Details Needs approval from an approver in each of these files:

Approvers can indicate their approval by writing /approve in a comment
Approvers can cancel approval by writing /approve cancel in a comment

@coderabbitai
Copy link
Copy Markdown
Contributor

coderabbitai Bot commented Apr 24, 2026

Important

Review skipped

Draft detected.

Please check the settings in the CodeRabbit UI or the .coderabbit.yaml file in this repository. To trigger a single review, invoke the @coderabbitai review command.

⚙️ Run configuration

Configuration used: Organization UI

Review profile: CHILL

Plan: Pro

Run ID: ddf074be-721a-4a64-b57d-796c97ecb2a5

You can disable this status message by setting the reviews.review_status to false in the CodeRabbit configuration file.

Use the checkbox below for a quick retry:

  • 🔍 Trigger review
✨ Finishing Touches
🧪 Generate unit tests (beta)
  • Create PR with unit tests

Thanks for using CodeRabbit! It's free for OSS, and your support helps us grow. If you like it, consider giving us a shout-out.

❤️ Share

Comment @coderabbitai help to get the list of available commands and usage tips.
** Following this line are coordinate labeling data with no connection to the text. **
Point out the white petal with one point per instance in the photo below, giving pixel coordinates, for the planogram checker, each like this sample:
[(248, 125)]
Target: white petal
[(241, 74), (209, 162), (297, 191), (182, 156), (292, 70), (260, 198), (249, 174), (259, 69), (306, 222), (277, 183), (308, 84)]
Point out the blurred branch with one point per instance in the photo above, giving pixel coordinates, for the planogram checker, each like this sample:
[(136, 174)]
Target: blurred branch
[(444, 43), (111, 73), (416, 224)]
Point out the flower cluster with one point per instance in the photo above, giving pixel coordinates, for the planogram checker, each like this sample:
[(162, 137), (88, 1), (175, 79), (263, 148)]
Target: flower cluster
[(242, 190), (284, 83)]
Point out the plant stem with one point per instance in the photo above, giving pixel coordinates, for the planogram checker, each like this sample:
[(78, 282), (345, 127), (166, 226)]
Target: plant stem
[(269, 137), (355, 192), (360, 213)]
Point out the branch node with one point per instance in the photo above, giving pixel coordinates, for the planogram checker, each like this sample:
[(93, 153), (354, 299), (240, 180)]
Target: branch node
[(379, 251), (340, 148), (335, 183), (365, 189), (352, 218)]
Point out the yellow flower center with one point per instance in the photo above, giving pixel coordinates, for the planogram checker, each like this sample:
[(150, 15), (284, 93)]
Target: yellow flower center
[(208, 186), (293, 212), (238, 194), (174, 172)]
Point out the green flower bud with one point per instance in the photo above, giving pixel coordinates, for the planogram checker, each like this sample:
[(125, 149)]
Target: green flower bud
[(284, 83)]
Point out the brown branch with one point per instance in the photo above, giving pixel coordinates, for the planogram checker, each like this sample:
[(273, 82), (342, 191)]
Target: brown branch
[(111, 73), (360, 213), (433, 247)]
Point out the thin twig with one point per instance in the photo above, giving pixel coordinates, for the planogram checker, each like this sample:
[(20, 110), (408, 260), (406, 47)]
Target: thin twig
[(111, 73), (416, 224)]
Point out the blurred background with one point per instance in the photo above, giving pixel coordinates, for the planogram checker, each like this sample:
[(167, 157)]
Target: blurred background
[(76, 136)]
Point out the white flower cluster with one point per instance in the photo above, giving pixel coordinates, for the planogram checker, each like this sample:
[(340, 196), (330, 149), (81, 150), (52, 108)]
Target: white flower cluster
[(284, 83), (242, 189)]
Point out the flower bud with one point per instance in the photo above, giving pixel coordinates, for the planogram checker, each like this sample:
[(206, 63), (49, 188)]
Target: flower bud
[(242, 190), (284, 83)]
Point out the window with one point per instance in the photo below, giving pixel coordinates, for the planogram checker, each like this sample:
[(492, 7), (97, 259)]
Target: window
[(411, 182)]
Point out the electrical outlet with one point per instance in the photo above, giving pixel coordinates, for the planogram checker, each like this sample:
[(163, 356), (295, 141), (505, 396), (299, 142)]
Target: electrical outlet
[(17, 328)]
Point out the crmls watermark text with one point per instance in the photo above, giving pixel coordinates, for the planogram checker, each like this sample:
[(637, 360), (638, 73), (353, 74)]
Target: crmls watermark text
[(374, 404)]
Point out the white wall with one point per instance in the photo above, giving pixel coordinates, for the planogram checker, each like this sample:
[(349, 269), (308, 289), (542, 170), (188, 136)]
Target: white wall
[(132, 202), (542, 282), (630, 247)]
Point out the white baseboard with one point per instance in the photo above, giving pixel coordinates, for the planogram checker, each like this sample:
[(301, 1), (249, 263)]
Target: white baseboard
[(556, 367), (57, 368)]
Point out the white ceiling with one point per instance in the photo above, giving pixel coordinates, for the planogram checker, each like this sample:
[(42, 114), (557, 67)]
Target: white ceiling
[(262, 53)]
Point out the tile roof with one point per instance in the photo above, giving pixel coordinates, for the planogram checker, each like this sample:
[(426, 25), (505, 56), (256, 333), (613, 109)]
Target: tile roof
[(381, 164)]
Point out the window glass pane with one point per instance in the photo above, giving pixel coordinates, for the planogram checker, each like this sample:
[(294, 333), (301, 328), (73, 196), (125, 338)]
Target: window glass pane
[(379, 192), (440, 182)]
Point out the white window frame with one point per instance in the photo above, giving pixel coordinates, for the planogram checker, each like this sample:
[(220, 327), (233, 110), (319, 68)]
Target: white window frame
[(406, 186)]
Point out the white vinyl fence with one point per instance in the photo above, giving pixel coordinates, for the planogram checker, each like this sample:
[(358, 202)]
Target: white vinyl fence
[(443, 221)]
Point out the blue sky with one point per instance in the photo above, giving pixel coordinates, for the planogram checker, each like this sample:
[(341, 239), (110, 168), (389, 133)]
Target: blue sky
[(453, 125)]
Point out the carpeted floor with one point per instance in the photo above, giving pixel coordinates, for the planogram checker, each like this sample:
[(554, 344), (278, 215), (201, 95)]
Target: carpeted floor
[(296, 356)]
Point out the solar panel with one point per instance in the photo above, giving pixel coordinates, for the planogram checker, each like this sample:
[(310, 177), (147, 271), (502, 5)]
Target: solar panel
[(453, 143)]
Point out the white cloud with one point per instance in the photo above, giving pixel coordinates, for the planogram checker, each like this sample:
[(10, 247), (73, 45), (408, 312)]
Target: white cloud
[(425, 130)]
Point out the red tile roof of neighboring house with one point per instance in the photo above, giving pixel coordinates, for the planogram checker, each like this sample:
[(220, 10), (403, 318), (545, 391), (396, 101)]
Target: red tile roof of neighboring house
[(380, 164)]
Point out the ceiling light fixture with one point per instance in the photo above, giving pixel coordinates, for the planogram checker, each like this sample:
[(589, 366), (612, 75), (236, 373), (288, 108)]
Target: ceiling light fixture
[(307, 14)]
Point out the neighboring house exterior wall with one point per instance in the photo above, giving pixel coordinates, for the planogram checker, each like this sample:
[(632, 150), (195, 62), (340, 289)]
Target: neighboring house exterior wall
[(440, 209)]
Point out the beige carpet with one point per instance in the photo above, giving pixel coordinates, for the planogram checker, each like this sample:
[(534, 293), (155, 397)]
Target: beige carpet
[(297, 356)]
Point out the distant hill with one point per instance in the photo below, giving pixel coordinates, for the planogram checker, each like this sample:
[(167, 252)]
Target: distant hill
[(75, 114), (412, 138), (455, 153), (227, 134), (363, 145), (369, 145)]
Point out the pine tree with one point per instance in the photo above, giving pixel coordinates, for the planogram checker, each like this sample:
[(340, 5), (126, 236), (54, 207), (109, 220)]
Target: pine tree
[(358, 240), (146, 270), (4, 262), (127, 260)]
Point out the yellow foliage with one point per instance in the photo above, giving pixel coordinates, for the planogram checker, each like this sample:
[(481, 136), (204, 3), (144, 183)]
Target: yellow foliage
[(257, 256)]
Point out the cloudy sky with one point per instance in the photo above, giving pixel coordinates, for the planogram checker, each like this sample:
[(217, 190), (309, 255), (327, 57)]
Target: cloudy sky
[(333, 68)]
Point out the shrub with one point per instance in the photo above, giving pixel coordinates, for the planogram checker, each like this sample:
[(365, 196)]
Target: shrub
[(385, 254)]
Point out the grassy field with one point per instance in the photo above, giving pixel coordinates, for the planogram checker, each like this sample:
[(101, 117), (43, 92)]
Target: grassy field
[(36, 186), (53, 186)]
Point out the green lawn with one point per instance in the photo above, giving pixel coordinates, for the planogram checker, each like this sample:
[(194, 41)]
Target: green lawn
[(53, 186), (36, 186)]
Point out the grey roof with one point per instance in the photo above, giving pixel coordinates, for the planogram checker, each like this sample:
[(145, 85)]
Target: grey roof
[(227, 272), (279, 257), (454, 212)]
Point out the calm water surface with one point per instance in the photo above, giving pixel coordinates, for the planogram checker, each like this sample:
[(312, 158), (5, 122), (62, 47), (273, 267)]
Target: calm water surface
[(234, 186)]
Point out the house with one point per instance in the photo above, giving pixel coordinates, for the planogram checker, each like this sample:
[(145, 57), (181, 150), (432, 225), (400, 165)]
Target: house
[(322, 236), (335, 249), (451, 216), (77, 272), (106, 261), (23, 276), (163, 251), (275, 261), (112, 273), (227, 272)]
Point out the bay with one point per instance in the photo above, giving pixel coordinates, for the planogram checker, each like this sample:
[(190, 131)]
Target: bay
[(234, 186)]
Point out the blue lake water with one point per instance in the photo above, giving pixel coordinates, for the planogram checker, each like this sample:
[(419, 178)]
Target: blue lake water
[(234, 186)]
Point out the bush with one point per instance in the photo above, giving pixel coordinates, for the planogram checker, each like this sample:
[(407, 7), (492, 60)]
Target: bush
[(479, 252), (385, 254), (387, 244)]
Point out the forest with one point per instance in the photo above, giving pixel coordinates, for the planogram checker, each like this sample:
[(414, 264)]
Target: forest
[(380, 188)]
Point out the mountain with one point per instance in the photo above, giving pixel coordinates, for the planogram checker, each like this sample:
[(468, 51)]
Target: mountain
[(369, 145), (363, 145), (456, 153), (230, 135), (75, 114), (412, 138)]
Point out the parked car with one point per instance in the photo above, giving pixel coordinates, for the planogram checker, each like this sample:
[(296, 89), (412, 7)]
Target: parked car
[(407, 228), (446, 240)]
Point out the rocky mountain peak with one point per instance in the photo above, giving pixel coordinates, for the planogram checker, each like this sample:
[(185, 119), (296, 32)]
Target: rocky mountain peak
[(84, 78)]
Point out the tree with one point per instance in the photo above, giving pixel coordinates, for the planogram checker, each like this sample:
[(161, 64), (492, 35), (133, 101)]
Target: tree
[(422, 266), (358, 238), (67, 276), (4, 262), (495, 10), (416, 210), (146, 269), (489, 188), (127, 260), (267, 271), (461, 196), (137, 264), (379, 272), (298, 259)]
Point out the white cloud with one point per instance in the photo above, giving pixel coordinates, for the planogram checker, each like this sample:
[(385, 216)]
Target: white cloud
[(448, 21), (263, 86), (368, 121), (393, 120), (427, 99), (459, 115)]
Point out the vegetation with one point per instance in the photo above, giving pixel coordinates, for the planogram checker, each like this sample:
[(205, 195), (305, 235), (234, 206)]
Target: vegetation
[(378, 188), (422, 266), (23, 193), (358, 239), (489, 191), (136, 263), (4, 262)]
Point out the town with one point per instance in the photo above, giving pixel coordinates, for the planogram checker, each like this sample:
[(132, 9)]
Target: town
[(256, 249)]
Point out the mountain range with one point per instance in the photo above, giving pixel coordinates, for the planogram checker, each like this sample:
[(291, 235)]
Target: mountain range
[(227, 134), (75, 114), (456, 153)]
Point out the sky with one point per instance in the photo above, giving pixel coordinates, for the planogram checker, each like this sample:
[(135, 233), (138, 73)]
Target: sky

@ti-chi-bot ti-chi-bot Bot added the size/XXL Denotes a PR that changes 1000+ lines, ignoring generated files. label Apr 24, 2026
Copy link
Copy Markdown

@gemini-code-assist gemini-code-assist Bot left a comment

Choose a reason for hiding this comment

The reason will be displayed to describe this comment to others. Learn more.

Code Review

This pull request replaces the legacy scan interval adjustment logic with a new adaptiveScanWindowController that utilizes dual Exponential Moving Averages (EMA) and a pressure score mechanism for more robust congestion control. The update includes a new simulation test suite and trace-based validation. Feedback highlights a potential race condition during interval updates and suggests replacing hardcoded scaling factors with named constants. Furthermore, it is recommended to transition the EMA and pressure score decay to time-weighted calculations to maintain consistency across varying reporting frequencies.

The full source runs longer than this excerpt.